PS: wydaje mi się, że po polsku to będzie: "pracownik (służb/zakładu) oczyszczania miasta" albo "robotnik komunalny". "Pracownik miejski" może odnosić się do każdego, kto pracuje dla miasta, np.: urzędnik.


----------



## Ben Jamin

cicha said:


> Chciałabym spytać czy istnieje w języku angielskim coś takiego jak "municipal worker", chodzi  mi o osobę, która wykonuje prace typu odśnieżanie, sprzątanie/zamiatanie ulic etc. z ramienia miasta, nie wiem czy po polsku ten zawód nosi nazwę pracownik miejski.
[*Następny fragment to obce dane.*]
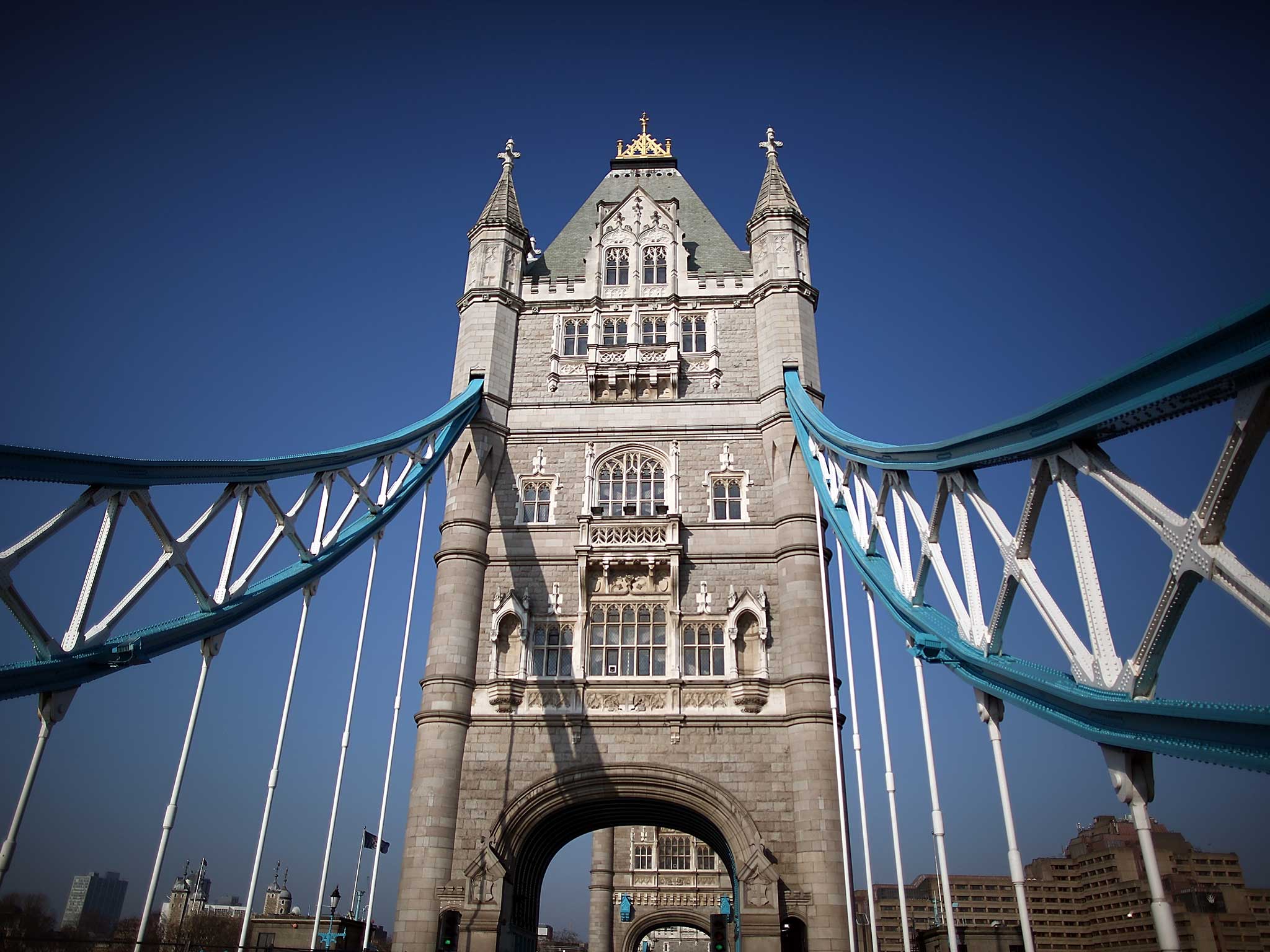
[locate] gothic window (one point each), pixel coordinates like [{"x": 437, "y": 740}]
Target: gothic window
[
  {"x": 654, "y": 265},
  {"x": 575, "y": 338},
  {"x": 615, "y": 332},
  {"x": 654, "y": 330},
  {"x": 553, "y": 650},
  {"x": 535, "y": 501},
  {"x": 618, "y": 266},
  {"x": 694, "y": 335},
  {"x": 642, "y": 856},
  {"x": 703, "y": 650},
  {"x": 630, "y": 484},
  {"x": 628, "y": 640},
  {"x": 726, "y": 499},
  {"x": 676, "y": 852}
]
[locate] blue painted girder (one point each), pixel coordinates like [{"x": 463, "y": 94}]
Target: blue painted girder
[
  {"x": 98, "y": 659},
  {"x": 1202, "y": 369}
]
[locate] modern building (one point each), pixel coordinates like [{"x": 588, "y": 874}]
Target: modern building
[
  {"x": 1094, "y": 896},
  {"x": 94, "y": 903},
  {"x": 626, "y": 626}
]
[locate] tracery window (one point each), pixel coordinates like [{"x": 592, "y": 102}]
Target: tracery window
[
  {"x": 630, "y": 484},
  {"x": 703, "y": 650},
  {"x": 628, "y": 640},
  {"x": 618, "y": 266},
  {"x": 553, "y": 650},
  {"x": 654, "y": 265},
  {"x": 575, "y": 338},
  {"x": 654, "y": 330},
  {"x": 694, "y": 338},
  {"x": 615, "y": 332},
  {"x": 676, "y": 852},
  {"x": 726, "y": 499},
  {"x": 535, "y": 500}
]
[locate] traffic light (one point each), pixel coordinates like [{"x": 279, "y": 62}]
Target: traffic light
[
  {"x": 718, "y": 933},
  {"x": 447, "y": 937}
]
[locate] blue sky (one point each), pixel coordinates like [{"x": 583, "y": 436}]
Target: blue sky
[{"x": 241, "y": 231}]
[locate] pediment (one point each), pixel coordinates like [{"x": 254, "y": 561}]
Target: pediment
[{"x": 639, "y": 216}]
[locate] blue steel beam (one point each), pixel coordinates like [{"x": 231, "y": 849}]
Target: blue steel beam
[
  {"x": 1203, "y": 369},
  {"x": 99, "y": 659}
]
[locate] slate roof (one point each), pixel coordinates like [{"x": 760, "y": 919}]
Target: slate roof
[
  {"x": 504, "y": 207},
  {"x": 710, "y": 249}
]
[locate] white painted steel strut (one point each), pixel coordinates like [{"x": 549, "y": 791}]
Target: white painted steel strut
[
  {"x": 890, "y": 774},
  {"x": 991, "y": 711},
  {"x": 855, "y": 743},
  {"x": 936, "y": 814},
  {"x": 840, "y": 770},
  {"x": 397, "y": 714},
  {"x": 345, "y": 738}
]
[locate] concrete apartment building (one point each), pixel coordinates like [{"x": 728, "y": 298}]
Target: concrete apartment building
[
  {"x": 1094, "y": 896},
  {"x": 626, "y": 625},
  {"x": 94, "y": 903}
]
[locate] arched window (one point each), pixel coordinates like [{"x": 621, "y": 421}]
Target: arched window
[
  {"x": 703, "y": 650},
  {"x": 553, "y": 650},
  {"x": 654, "y": 265},
  {"x": 694, "y": 335},
  {"x": 615, "y": 332},
  {"x": 654, "y": 330},
  {"x": 630, "y": 484},
  {"x": 575, "y": 338},
  {"x": 628, "y": 640},
  {"x": 618, "y": 266}
]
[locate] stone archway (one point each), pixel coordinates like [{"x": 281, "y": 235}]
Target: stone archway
[
  {"x": 662, "y": 918},
  {"x": 506, "y": 880}
]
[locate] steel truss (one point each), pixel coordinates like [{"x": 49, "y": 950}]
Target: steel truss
[
  {"x": 92, "y": 650},
  {"x": 871, "y": 506}
]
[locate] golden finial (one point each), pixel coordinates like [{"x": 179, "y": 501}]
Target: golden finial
[{"x": 644, "y": 146}]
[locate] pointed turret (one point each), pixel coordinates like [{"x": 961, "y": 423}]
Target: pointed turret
[
  {"x": 504, "y": 208},
  {"x": 783, "y": 277}
]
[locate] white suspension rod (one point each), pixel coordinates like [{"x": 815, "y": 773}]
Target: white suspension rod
[
  {"x": 277, "y": 759},
  {"x": 208, "y": 650},
  {"x": 936, "y": 814},
  {"x": 991, "y": 711},
  {"x": 890, "y": 774},
  {"x": 397, "y": 712},
  {"x": 19, "y": 811},
  {"x": 343, "y": 744},
  {"x": 840, "y": 771},
  {"x": 856, "y": 744}
]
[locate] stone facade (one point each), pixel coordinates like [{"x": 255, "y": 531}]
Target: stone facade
[{"x": 626, "y": 624}]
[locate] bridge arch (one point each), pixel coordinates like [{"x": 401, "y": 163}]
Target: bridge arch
[
  {"x": 659, "y": 919},
  {"x": 562, "y": 806}
]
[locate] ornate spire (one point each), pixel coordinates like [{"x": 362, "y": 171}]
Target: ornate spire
[
  {"x": 774, "y": 195},
  {"x": 504, "y": 207},
  {"x": 644, "y": 146}
]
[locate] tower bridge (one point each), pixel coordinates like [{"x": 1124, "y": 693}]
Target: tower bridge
[{"x": 631, "y": 624}]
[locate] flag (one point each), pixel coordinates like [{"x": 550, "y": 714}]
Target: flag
[{"x": 370, "y": 840}]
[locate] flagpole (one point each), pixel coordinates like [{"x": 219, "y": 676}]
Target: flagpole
[{"x": 357, "y": 876}]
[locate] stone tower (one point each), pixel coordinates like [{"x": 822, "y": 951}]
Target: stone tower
[{"x": 626, "y": 627}]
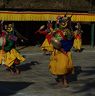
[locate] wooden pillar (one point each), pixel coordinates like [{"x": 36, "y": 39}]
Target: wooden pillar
[{"x": 92, "y": 34}]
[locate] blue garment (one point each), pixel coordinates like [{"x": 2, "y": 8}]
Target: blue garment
[{"x": 67, "y": 44}]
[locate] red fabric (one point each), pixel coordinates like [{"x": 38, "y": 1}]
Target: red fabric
[
  {"x": 61, "y": 33},
  {"x": 49, "y": 36},
  {"x": 78, "y": 36}
]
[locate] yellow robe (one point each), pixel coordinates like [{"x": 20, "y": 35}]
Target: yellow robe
[
  {"x": 47, "y": 46},
  {"x": 60, "y": 64},
  {"x": 77, "y": 42}
]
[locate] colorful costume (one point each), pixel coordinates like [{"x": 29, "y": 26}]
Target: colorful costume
[
  {"x": 46, "y": 45},
  {"x": 61, "y": 60},
  {"x": 11, "y": 55},
  {"x": 78, "y": 40}
]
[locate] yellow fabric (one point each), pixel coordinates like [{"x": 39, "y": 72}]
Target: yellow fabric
[
  {"x": 44, "y": 16},
  {"x": 77, "y": 43},
  {"x": 60, "y": 64},
  {"x": 9, "y": 57},
  {"x": 47, "y": 46},
  {"x": 2, "y": 55}
]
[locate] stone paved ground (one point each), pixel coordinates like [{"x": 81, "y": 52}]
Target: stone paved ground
[{"x": 35, "y": 79}]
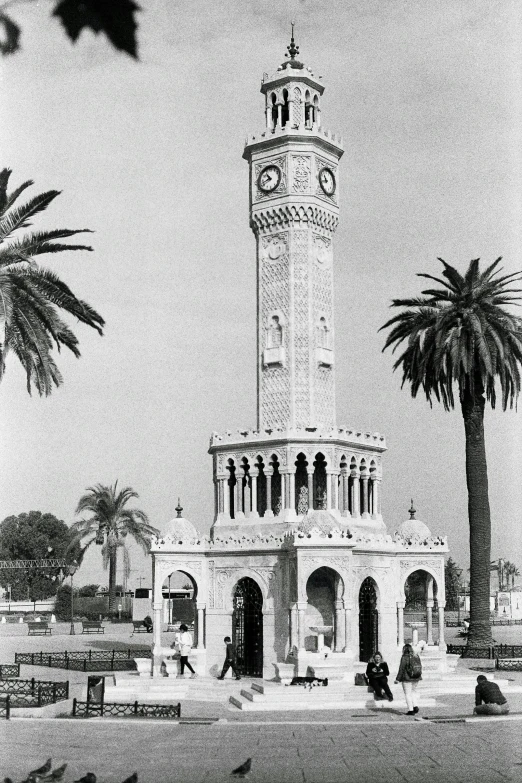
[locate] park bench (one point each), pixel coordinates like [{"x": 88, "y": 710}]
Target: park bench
[
  {"x": 38, "y": 629},
  {"x": 92, "y": 626},
  {"x": 138, "y": 626}
]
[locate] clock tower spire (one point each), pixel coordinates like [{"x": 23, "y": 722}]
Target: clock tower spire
[{"x": 294, "y": 213}]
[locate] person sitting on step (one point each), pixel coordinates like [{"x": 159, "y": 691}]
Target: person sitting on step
[
  {"x": 377, "y": 673},
  {"x": 489, "y": 699}
]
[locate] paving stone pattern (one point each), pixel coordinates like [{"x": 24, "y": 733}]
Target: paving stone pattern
[{"x": 285, "y": 753}]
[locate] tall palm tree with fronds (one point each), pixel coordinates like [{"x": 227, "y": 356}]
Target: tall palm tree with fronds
[
  {"x": 462, "y": 334},
  {"x": 31, "y": 296},
  {"x": 109, "y": 524}
]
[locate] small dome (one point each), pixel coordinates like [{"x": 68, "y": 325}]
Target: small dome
[
  {"x": 322, "y": 520},
  {"x": 180, "y": 529},
  {"x": 414, "y": 528}
]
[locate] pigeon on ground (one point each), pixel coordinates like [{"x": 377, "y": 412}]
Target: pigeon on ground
[
  {"x": 242, "y": 770},
  {"x": 56, "y": 774},
  {"x": 43, "y": 770}
]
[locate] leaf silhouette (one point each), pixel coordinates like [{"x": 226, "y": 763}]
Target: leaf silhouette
[{"x": 114, "y": 18}]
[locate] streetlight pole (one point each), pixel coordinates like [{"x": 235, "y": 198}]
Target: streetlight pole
[{"x": 71, "y": 570}]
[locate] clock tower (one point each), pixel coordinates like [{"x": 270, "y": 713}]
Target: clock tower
[
  {"x": 297, "y": 460},
  {"x": 294, "y": 206}
]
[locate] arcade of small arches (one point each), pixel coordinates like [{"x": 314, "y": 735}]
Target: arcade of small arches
[
  {"x": 264, "y": 488},
  {"x": 293, "y": 109},
  {"x": 322, "y": 601}
]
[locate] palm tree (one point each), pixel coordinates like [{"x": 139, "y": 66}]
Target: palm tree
[
  {"x": 109, "y": 525},
  {"x": 462, "y": 334},
  {"x": 30, "y": 296}
]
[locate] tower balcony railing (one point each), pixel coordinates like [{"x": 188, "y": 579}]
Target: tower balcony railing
[{"x": 373, "y": 439}]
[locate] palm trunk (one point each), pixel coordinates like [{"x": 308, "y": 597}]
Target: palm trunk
[
  {"x": 112, "y": 582},
  {"x": 479, "y": 517}
]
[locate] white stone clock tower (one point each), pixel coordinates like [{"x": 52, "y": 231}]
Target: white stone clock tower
[
  {"x": 297, "y": 460},
  {"x": 294, "y": 213}
]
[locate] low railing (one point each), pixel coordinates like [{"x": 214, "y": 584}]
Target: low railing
[
  {"x": 5, "y": 707},
  {"x": 33, "y": 693},
  {"x": 86, "y": 661},
  {"x": 9, "y": 670},
  {"x": 493, "y": 652},
  {"x": 86, "y": 709}
]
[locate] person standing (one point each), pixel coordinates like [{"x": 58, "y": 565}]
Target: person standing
[
  {"x": 409, "y": 675},
  {"x": 377, "y": 673},
  {"x": 185, "y": 646},
  {"x": 230, "y": 659},
  {"x": 489, "y": 699}
]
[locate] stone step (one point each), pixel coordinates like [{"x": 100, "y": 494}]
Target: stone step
[{"x": 261, "y": 704}]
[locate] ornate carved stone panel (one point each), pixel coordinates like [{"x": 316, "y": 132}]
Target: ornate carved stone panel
[
  {"x": 302, "y": 400},
  {"x": 301, "y": 166}
]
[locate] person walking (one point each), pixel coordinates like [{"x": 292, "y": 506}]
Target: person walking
[
  {"x": 185, "y": 646},
  {"x": 489, "y": 699},
  {"x": 230, "y": 659},
  {"x": 377, "y": 673},
  {"x": 409, "y": 675}
]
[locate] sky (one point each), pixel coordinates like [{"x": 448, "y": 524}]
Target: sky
[{"x": 148, "y": 154}]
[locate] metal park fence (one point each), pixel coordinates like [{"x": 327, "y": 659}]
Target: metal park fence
[
  {"x": 92, "y": 709},
  {"x": 497, "y": 652},
  {"x": 86, "y": 660},
  {"x": 9, "y": 670},
  {"x": 30, "y": 693}
]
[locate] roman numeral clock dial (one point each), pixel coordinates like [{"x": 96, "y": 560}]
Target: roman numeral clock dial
[{"x": 269, "y": 178}]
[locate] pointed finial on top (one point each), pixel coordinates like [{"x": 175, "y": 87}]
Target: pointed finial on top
[{"x": 293, "y": 50}]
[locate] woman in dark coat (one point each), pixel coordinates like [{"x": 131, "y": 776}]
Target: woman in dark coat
[{"x": 377, "y": 673}]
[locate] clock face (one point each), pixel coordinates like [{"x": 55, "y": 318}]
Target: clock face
[
  {"x": 269, "y": 178},
  {"x": 327, "y": 181}
]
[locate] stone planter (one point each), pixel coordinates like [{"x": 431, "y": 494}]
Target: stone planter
[
  {"x": 144, "y": 666},
  {"x": 285, "y": 672}
]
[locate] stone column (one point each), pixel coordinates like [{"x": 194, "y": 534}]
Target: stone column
[
  {"x": 356, "y": 495},
  {"x": 291, "y": 491},
  {"x": 338, "y": 640},
  {"x": 429, "y": 622},
  {"x": 201, "y": 626},
  {"x": 400, "y": 624},
  {"x": 310, "y": 489},
  {"x": 253, "y": 492},
  {"x": 364, "y": 510},
  {"x": 347, "y": 628},
  {"x": 329, "y": 490},
  {"x": 335, "y": 491},
  {"x": 226, "y": 496},
  {"x": 442, "y": 644},
  {"x": 238, "y": 511},
  {"x": 293, "y": 626},
  {"x": 269, "y": 512},
  {"x": 157, "y": 607},
  {"x": 301, "y": 610},
  {"x": 345, "y": 510},
  {"x": 377, "y": 497}
]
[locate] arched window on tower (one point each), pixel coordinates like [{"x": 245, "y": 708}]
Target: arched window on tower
[
  {"x": 309, "y": 111},
  {"x": 323, "y": 343},
  {"x": 274, "y": 352},
  {"x": 285, "y": 113},
  {"x": 273, "y": 99}
]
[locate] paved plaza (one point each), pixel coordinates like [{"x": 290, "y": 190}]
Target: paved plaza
[
  {"x": 330, "y": 747},
  {"x": 313, "y": 752}
]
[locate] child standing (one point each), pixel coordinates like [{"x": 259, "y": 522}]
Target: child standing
[
  {"x": 184, "y": 644},
  {"x": 230, "y": 659}
]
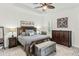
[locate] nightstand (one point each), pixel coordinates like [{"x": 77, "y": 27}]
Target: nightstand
[{"x": 12, "y": 42}]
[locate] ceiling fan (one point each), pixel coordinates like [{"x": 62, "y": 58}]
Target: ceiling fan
[{"x": 45, "y": 6}]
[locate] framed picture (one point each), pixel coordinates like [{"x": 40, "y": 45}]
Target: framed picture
[
  {"x": 2, "y": 37},
  {"x": 62, "y": 22},
  {"x": 1, "y": 32},
  {"x": 26, "y": 23}
]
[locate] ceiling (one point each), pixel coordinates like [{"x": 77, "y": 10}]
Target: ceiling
[
  {"x": 30, "y": 7},
  {"x": 58, "y": 6}
]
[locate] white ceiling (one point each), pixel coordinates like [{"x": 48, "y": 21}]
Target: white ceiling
[{"x": 30, "y": 7}]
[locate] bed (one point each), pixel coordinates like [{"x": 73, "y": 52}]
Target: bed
[{"x": 28, "y": 41}]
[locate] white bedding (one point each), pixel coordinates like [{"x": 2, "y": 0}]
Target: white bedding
[{"x": 29, "y": 39}]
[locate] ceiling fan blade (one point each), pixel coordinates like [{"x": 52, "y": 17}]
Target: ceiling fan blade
[
  {"x": 39, "y": 7},
  {"x": 50, "y": 7}
]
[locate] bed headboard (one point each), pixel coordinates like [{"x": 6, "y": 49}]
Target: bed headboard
[{"x": 24, "y": 28}]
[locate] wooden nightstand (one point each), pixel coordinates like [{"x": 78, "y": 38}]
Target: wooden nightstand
[{"x": 12, "y": 42}]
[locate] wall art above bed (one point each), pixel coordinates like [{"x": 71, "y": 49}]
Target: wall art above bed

Chyba raczej "pracownik miasta", lub "zatrudniony przez miasto". "Pracownik miejski" przywodzi na myśl przeciwieństwo "pracownik wiejski", czyli w ogóle ktoś, kto pracuje w mieście.


----------



## NotNow

They are also commonly called city workers or county workers depending whether they are in a city or in a rural area.


----------



## Szkot

In the UK, they may be called 'Council / local authority manual workers'.


----------



## LilianaB

Yes, city maintenance workers, not just city workers: a city worker can be even the head of the law department, or somebody like that, anybody who works for the city. As to miejski v. miastowy. It is miejski. Miejski urzad oczysczania miasta.


----------



## cicha

Thank you very much for your help!


----------